True, though as always that comes with tradeoffs of its own.

tomcam · on Aug 25, 2024

Oh! So the string itself is still on the heap? I assumed it was all on the stack.

super_flanker · on Aug 25, 2024

No, let me try to explain differently. If `compact_str` was not used, then your normal `String` would take 24 bytes of stack space (regardless of the string size) + heap space. What `compact_str` is trying to do is not use heap when string content is less than 24.

tomcam · on Aug 25, 2024

Thank you. That aligns with what I originally thought.

tomcam · on Aug 25, 2024

Not sure why the downvotes? This is a sincere question.

tialaramex · on Aug 25, 2024

For a lot of people it will seem obvious that String (Rust's standard library growable string type) is 24 bytes. CompactString is 24 bytes so that it is exactly the same size as String, that's the main idea. That's why they may not have believed you were sincere in asking.

Why is Rust's String 24 bytes? Well, this is a growable string type. So we need to store 1) where on the heap our growable buffer is and 2) how big that heap space is ("Capacity"), and 3) how much of it we're using already to store the string ("Size" or "Length"). On modern 64-bit computers it's reasonable to use a 64-bit (8 byte) value for all three of these facts, 3 times 8 = 24.

In fact Rust (unlike C++) insists on doing this the simplest and fastest way possible so the String type is more or less literally Vec<u8> - a growable array of bytes, plus a guarantee that those bytes are UTF-8 encoded text. Vec<u8> is likewise 24-bytes.

The rationale is that being simple is a good fundamental design, and (as CompactString illustrates) people can build more sophisticated types if they want to unlock specific optimisations which may suit their application.

tomcam · on Aug 25, 2024

Fantastic, thanks. Keeping this answer for reference.

hvenev · on Aug 25, 2024

Is 26 characters next? I think the number of bytestrings of length <= 26 that are also valid UTF-8 is only 0.021 * 256^24.

returningfory2 · on Aug 25, 2024

I think the problem you encounter with this is that you can no longer reference the small string as a &str.

conaclos · on Aug 24, 2024

compact_str is a fantastic crate, used by many projects. Do you know the byteyarn crate [0]? This could be nice to add this to the `Similar Crates` section if it makes sense.

[0] https://docs.rs/byteyarn/latest/byteyarn/

parkmycar · on Aug 24, 2024

I do, mcyoung wrote a great blogpost[1] about it! Good idea, I’m AFK at the moment but will add it to the ‘Similar Crates’ section once I’m back

[1] https://mcyoung.xyz/2023/08/09/yarns/

fasterthanlime · on Aug 25, 2024

That’s amazing! I’m so glad you did :)

dataflow · on Aug 24, 2024

Note for C++ developers: Their trick is only possible because the strings are UTF-8 and not null-terminated. It wouldn't work as a drop-in for standard strings in C++.

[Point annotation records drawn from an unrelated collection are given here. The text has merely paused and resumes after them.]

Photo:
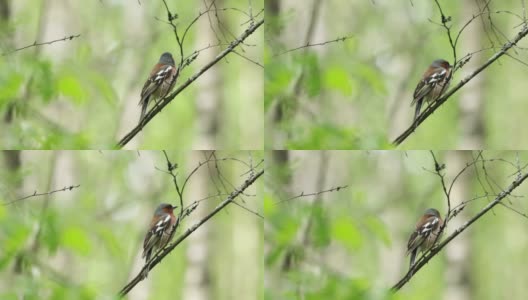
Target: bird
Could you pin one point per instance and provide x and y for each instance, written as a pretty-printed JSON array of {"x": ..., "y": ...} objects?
[
  {"x": 159, "y": 83},
  {"x": 433, "y": 84},
  {"x": 426, "y": 233},
  {"x": 161, "y": 230}
]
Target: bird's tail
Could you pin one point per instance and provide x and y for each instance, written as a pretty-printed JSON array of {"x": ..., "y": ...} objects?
[{"x": 413, "y": 257}]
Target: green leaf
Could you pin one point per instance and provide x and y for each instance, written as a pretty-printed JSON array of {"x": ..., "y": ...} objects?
[
  {"x": 321, "y": 228},
  {"x": 44, "y": 80},
  {"x": 50, "y": 232},
  {"x": 337, "y": 78},
  {"x": 10, "y": 87}
]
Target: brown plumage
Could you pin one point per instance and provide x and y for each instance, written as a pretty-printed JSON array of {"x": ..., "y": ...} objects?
[
  {"x": 435, "y": 81},
  {"x": 425, "y": 234},
  {"x": 160, "y": 82}
]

neonsunset · on Aug 24, 2024

Null-terminated strings really are a mistake. Make vectorized algorithms problematic by forcing them to account for page size and paged memory in general as well as always scan for NUL, cannot be easily sliced without re-allocation, are opposite to how languages with better string primitives define them and in general don't save much by passing a single pointer over ptr + length.

andersa · on Aug 25, 2024

It's not really possible to get rid of them in C++ however, given a staggering amount of legacy APIs that require them. Constantly converting every time you have to call a system API with your string is even worse.

anp · on Aug 25, 2024

FWIW Rust also has null-terminated strings available under its std::ffi module. I’m not sure it would be feasible to migrate C++ to the approach of multiple string types now, and I’m not sure it would have been the right approach for C++11 given C++’s approach to interop, but it’s definitely possible to support interoperability with those legacy APIs without constraining a default string type to null-termination.

kloop · on Aug 24, 2024

std::string isn't null terminated (or at least it isn't guaranteed to be, I don't think it's forbidden for an implementation to do that).

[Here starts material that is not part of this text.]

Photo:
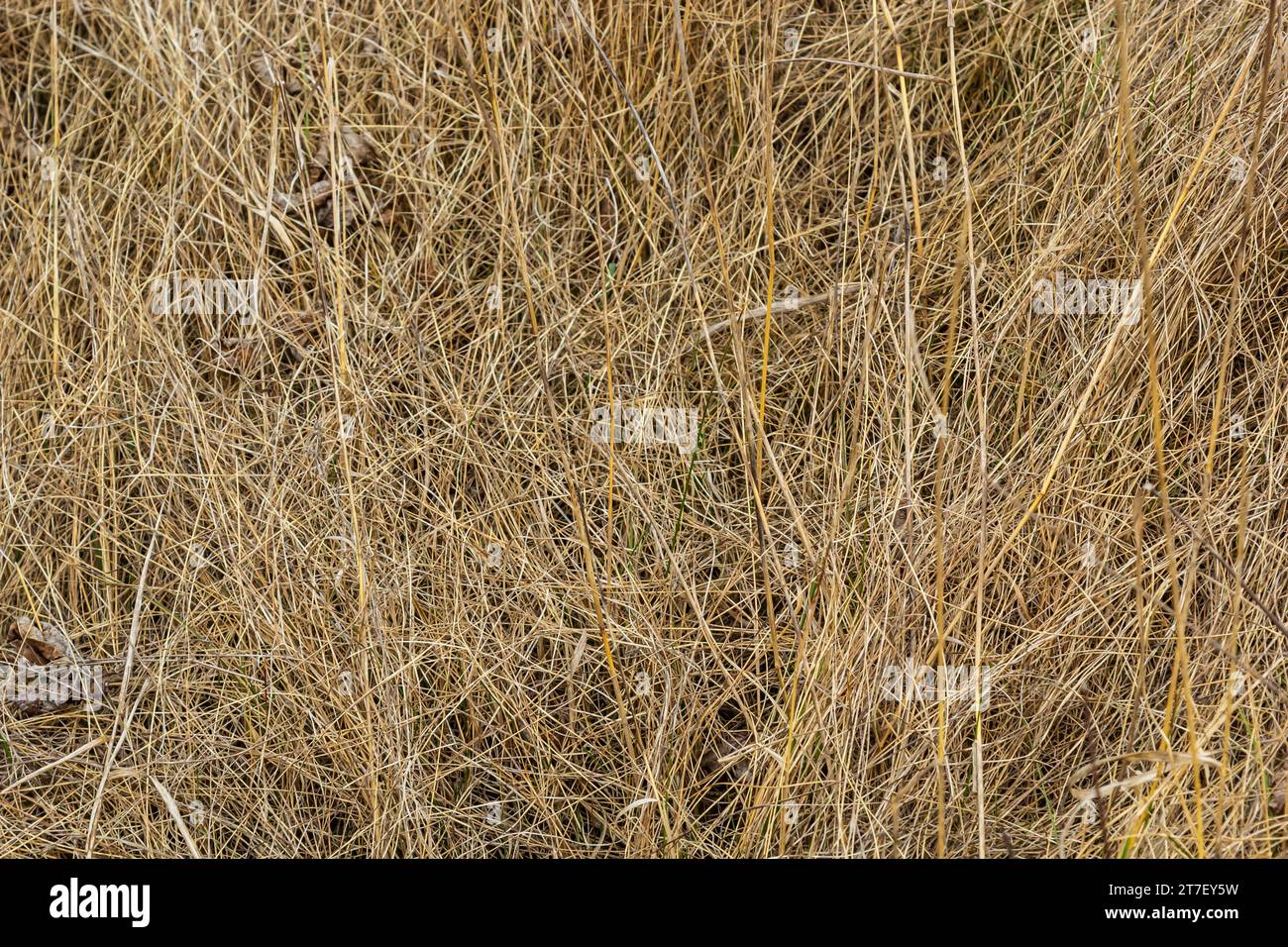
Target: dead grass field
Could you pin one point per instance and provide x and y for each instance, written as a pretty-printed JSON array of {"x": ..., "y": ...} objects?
[{"x": 361, "y": 581}]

That's why the c_str method exists, so you can get a pointer to a null terminated character array

dataflow · on Aug 24, 2024

> std::string isn't null terminated

It is as of C++11. The constness of c_str() threw a wrench into that as soon as C++ got a threading model.

unclad5968 · on Aug 24, 2024

std::string is guaranteed to be null terminated since c++11.

std::string::c_str returns the same address as &string[0]

dataflow · on Aug 24, 2024

> std::string::c_str returns the same address as &string[0]

Note that this by itself doesn't imply null-termination, though as you say strings are indeed null-terminated now.

Edit: This is not particularly obvious, but the reason this has nothing to do with allocation or the return value is that the implementation could still leave space for the null terminator, but avoid actually setting it to zero until c_str() is invoked. That would neither affect the returned pointer nor the constant-time guarantee.

dietr1ch · on Aug 25, 2024

Shouldn't c_str() be null terminated? Then if it must point to the actual backing store, then that must also be a valid null terminated C string as there's no other way to use them.

dataflow · on Aug 25, 2024

> Shouldn't c_str() be null terminated?

Yes, by definition.

> Then if it must point to the actual backing store, then that must also be a valid null terminated C string as there's no other way to use them.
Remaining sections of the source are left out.